The Insurance Corp. of B.C. is embroiled in a court battle over the claims and repairs, which it says could cost more than $982,000 in total.

According to documents filed in B.C. Supreme Court, the plaintiff accidentally drove the 1990 Ferrari F40 into a utility pole on Sept. 9, 2012, leaving it badly damaged. The repairs have not yet been completed.

The driver is arguing that ICBC has breached an implied duty to process his claim and carry out the repairs in good faith and a timely manner.

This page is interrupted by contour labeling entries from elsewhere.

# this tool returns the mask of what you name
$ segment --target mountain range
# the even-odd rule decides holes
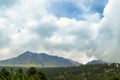
[[[0,61],[1,66],[19,67],[66,67],[79,66],[81,63],[63,57],[52,56],[46,53],[33,53],[26,51],[23,54],[6,60]]]

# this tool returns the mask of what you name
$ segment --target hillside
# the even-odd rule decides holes
[[[0,61],[1,66],[35,66],[35,67],[65,67],[78,66],[80,63],[58,56],[51,56],[46,53],[33,53],[26,51],[23,54]]]

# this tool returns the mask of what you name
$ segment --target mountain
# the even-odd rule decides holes
[[[103,60],[93,60],[88,62],[87,64],[106,64]]]
[[[1,60],[1,66],[35,66],[35,67],[65,67],[79,66],[80,63],[58,56],[51,56],[46,53],[33,53],[26,51],[18,57]]]

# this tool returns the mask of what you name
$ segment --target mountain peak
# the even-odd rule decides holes
[[[52,56],[46,53],[26,51],[18,57],[0,61],[3,65],[37,65],[37,67],[79,66],[80,63],[63,57]]]

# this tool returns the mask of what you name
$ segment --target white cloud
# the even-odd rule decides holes
[[[21,0],[14,7],[0,9],[1,59],[30,50],[83,63],[95,58],[119,61],[119,1],[109,0],[102,20],[100,13],[89,11],[90,6],[87,11],[87,2],[80,1],[65,0],[85,10],[83,20],[50,13],[48,9],[55,0]]]

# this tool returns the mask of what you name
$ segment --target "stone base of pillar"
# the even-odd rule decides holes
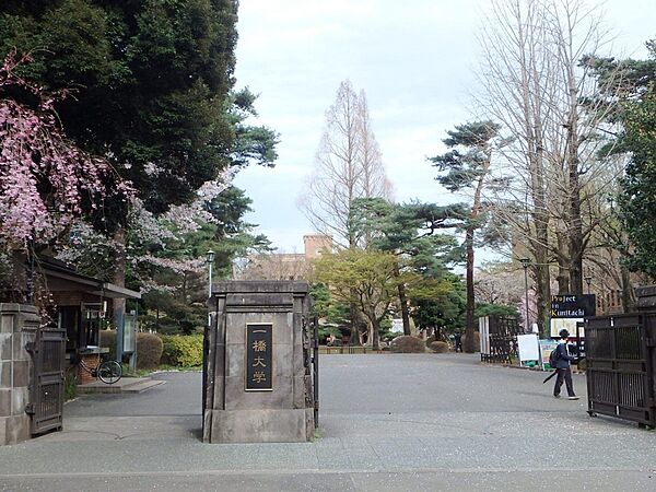
[[[305,443],[314,435],[312,409],[207,410],[206,443]]]
[[[30,415],[0,417],[0,446],[27,441],[32,420]]]

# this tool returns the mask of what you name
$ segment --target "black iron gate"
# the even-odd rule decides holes
[[[39,328],[34,343],[28,343],[34,371],[26,412],[32,415],[32,434],[61,430],[63,412],[63,364],[66,330]]]
[[[312,377],[315,429],[319,429],[319,318],[312,321]]]
[[[523,332],[523,327],[517,319],[505,316],[489,316],[488,353],[481,352],[483,362],[505,362],[511,363],[513,358],[517,358],[517,335]]]
[[[586,320],[588,413],[656,426],[656,313]]]

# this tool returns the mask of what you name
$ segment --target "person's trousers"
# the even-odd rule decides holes
[[[565,382],[565,386],[567,387],[567,396],[576,396],[574,395],[574,385],[572,384],[572,370],[567,368],[558,368],[555,370],[558,376],[555,378],[555,386],[553,387],[553,396],[560,395],[560,389],[563,386],[563,380]]]

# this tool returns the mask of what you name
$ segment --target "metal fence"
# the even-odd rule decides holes
[[[489,316],[482,326],[484,328],[480,330],[480,336],[487,338],[481,342],[482,362],[509,363],[512,358],[517,358],[517,335],[524,332],[517,319]]]
[[[34,362],[27,413],[32,415],[32,434],[61,430],[63,413],[63,363],[66,330],[39,328],[36,341],[27,350]]]
[[[588,413],[656,426],[656,313],[586,320]]]

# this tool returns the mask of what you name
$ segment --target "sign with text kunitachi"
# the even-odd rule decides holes
[[[550,331],[558,338],[562,329],[566,329],[571,337],[577,333],[577,325],[584,319],[595,316],[597,300],[595,294],[559,294],[551,296],[551,324]],[[585,337],[583,328],[578,330],[579,337]]]
[[[273,325],[246,325],[246,391],[273,389]]]
[[[587,318],[595,316],[595,294],[559,294],[551,296],[552,318]]]

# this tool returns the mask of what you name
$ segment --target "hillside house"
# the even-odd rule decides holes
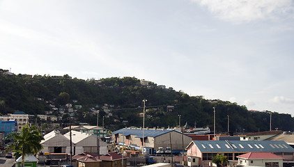
[[[24,111],[15,111],[14,113],[9,113],[8,116],[0,116],[0,119],[5,121],[15,120],[17,122],[17,131],[21,131],[23,126],[29,124],[29,114]]]
[[[237,157],[245,153],[272,152],[293,161],[294,149],[284,141],[193,141],[186,148],[190,166],[208,166],[212,157],[219,153],[229,161],[237,161]]]

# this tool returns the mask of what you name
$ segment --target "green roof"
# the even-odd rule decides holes
[[[15,111],[13,114],[15,114],[15,115],[16,115],[16,114],[17,114],[17,115],[20,115],[20,114],[26,115],[26,113],[25,113],[24,111]]]

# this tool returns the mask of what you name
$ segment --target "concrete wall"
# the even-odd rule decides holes
[[[162,147],[164,149],[167,147],[171,146],[170,136],[171,138],[171,147],[172,150],[182,150],[183,147],[184,149],[192,141],[192,138],[179,133],[178,132],[172,131],[169,133],[167,133],[154,138],[154,149],[157,150],[158,148]],[[183,138],[184,143],[183,143],[182,137]]]

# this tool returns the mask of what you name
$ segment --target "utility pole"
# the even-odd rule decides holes
[[[70,115],[70,165],[72,161],[72,117]]]
[[[98,129],[98,125],[99,125],[99,110],[97,111],[97,154],[98,154],[98,159],[100,158],[100,141],[99,141],[99,129]]]
[[[125,147],[125,128],[123,128],[123,151],[121,152],[121,155],[123,156],[123,161],[121,161],[121,166],[123,167],[123,150]]]
[[[171,132],[169,132],[169,143],[171,144],[171,166],[173,166],[173,148],[171,147]]]
[[[229,127],[230,126],[229,125],[230,125],[230,122],[229,121],[230,121],[230,116],[228,115],[228,134],[230,133],[230,129],[229,129],[229,127]]]
[[[270,112],[270,131],[272,131],[272,112]]]
[[[102,119],[102,129],[104,129],[104,116],[103,116],[103,119]]]
[[[213,140],[215,141],[215,106],[213,108]]]
[[[142,154],[144,155],[144,127],[145,127],[145,103],[147,102],[147,100],[143,100],[143,138],[142,138]]]

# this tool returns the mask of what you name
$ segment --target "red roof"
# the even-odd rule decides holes
[[[98,157],[92,157],[89,154],[85,155],[82,157],[77,159],[77,161],[83,162],[93,162],[93,161],[102,161],[98,159]]]
[[[126,157],[124,157],[125,158]],[[105,155],[100,156],[100,159],[103,161],[114,161],[123,158],[123,155],[118,154],[116,152],[109,152]]]
[[[247,159],[283,159],[283,157],[272,154],[271,152],[248,152],[242,155],[239,155],[237,158],[245,158]]]
[[[79,159],[79,158],[81,158],[81,157],[84,157],[84,156],[86,156],[86,155],[91,155],[91,156],[92,156],[92,157],[98,157],[98,155],[96,155],[96,154],[92,154],[92,153],[91,153],[91,152],[82,152],[82,153],[81,153],[81,154],[76,154],[76,155],[75,155],[75,156],[73,156],[72,157],[72,159]]]
[[[274,130],[274,131],[265,131],[265,132],[255,132],[255,133],[249,133],[249,134],[246,134],[245,135],[241,135],[241,136],[253,136],[269,135],[269,134],[279,134],[281,133],[283,133],[283,131],[281,130]]]
[[[98,159],[98,155],[88,152],[84,152],[79,154],[75,155],[72,157],[72,159],[77,159],[77,161],[84,162],[101,161]]]

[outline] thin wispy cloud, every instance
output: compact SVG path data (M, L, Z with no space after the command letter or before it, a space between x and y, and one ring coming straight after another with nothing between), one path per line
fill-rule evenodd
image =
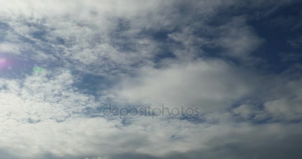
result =
M302 157L300 2L0 6L1 159Z

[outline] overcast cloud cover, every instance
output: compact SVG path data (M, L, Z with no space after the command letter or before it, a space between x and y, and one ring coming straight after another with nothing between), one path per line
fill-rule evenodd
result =
M0 0L0 158L302 159L301 8Z

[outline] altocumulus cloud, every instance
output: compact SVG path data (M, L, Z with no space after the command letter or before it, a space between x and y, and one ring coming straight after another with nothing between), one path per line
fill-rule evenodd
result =
M301 159L302 5L0 0L0 158Z

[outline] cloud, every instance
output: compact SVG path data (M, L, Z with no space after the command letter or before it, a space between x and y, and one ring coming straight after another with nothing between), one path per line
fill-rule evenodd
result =
M287 5L0 1L0 59L11 64L0 70L0 156L300 159L301 67L281 53L292 65L268 69L255 55L266 40L250 23ZM202 114L120 119L100 113L109 102Z

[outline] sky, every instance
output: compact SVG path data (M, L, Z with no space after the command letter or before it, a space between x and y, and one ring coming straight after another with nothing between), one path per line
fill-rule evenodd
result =
M302 159L301 8L0 0L0 158Z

"He alleges further that ICBC acted in bad faith in refusing, at least for a time, to approve and arrange the needed repair work and that delay has caused him various kinds of harm," a judgment in the case reads.

Following an investigation, ICBC eventually admitted coverage and has agreed to cover most of the cost of repairs. But it says it has already paid enough toward the claim, since its payments exceed the cash value of the car -- which an arbitrator pinned at $696,061 in 2014.

The case is ongoing.

Last week, the province introduced an online survey on major shifts being considered to modernize ICBC.

The provincial budget forecast a $1.3-billion deficit at the Crown corporation this year and Attorney General David Eby has described the situation as a "dumpster fire" he says he inherited by the former Liberal government.

An Ernst and Young report commissioned by the Liberals last year suggested charging higher rates for luxury vehicles, among a suite of options for reducing losses at ICBC.